Unless the decision is reversed in the final guidance, that means that the only way NHS patients in England will be able to access the drug at this point in their care is via the Cancer Drugs Fund.
Our views on this decision were widely reported in the media. The guidance followed on quickly from another widely reported negative decision only a couple of weeks ago – this time rejecting olaparib, the first drug licensed to be targeted against an inherited cancer gene, for BRCA-mutated ovarian cancer. And it has drawn attention to what our Chief Executive Professor Paul Workman has called a ‘bottleneck’ for cancer drugs.
“There is clearly an important problem that needs to be addressed urgently in order to convert more of the pioneering cancer research we've seen in recent years into concrete benefits for NHS patients,” Professor Workman said. With widespread scientific and media interest in pioneering immunotherapy drugs over recent weeks, it’s an important time to be having this debate – which is only likely to intensify as more expensive treatments, like some of the immunotherapies, start to filter through to appraisal by NICE in the coming years.
Changing the system
Here at the ICR we’ve been calling for changes to how NICE evaluates new cancer drugs for some time – particularly to prioritise innovative drugs that could meet areas of unmet need in cancer treatment. You can read about some of the ways we think this can be achieved in these excellent blogs by Professor Workman, and by my colleague Dr Eva Sharpe, discussing the decisions about olaparib and abiraterone – also rejected last year in advanced prostate cancer before chemotherapy.
We believe that both NICE, and the pharmaceutical companies who market drugs, need to look at the approaches they are taking to making innovative new drugs available, if we are to widen the ‘bottleneck’ that is preventing these drugs from reaching the NHS. There are positive signs that some companies are willing to change, for instance by trying out new pricing structures – and Professor Workman recently met with NICE to present the case for some of the changes we think are needed to bring innovative new cancer drugs into the NHS.
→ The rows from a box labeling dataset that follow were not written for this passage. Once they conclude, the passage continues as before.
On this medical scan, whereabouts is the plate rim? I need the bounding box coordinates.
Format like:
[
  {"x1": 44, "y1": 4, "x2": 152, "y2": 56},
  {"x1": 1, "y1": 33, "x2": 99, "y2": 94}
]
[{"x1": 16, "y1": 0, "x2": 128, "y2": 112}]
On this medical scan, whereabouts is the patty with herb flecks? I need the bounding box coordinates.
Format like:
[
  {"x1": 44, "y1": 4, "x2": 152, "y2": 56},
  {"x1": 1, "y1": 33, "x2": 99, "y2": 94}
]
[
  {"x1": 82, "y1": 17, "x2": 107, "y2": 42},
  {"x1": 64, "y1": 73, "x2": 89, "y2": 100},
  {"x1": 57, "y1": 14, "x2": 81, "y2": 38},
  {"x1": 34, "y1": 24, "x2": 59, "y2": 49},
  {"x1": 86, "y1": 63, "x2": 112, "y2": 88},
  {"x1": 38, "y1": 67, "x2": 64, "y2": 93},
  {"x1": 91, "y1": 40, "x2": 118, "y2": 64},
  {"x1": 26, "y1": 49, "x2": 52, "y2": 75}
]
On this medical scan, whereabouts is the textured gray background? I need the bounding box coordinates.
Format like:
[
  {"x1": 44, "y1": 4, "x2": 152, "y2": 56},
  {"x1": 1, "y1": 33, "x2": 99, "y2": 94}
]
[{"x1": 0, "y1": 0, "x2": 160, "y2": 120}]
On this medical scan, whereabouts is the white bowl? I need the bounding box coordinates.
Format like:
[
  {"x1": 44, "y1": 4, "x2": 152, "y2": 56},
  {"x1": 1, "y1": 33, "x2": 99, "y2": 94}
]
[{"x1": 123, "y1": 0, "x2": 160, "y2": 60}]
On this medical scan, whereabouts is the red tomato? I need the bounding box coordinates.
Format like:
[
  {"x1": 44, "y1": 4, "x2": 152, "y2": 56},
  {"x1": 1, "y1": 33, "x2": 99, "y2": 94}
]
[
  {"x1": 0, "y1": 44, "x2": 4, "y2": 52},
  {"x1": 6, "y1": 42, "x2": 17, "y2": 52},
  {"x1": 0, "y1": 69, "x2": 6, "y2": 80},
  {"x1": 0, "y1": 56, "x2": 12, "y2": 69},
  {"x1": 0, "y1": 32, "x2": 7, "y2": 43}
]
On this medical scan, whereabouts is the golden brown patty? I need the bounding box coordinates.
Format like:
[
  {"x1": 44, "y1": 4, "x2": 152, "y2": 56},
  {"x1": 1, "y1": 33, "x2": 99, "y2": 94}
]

The ICR discovered abiraterone, our science underpinned olaparib and we’ve also been involved in running clinical trials of enzalutamide. It’s frustrating for our researchers to see these drugs blocked – at least for some types of use – when there is strong evidence that they could be bringing benefits to people with cancer. We hope that regulators and companies can come together to address this issue, in order to make sure that new cancer drugs come through on to the NHS where they are needed, at an affordable cost.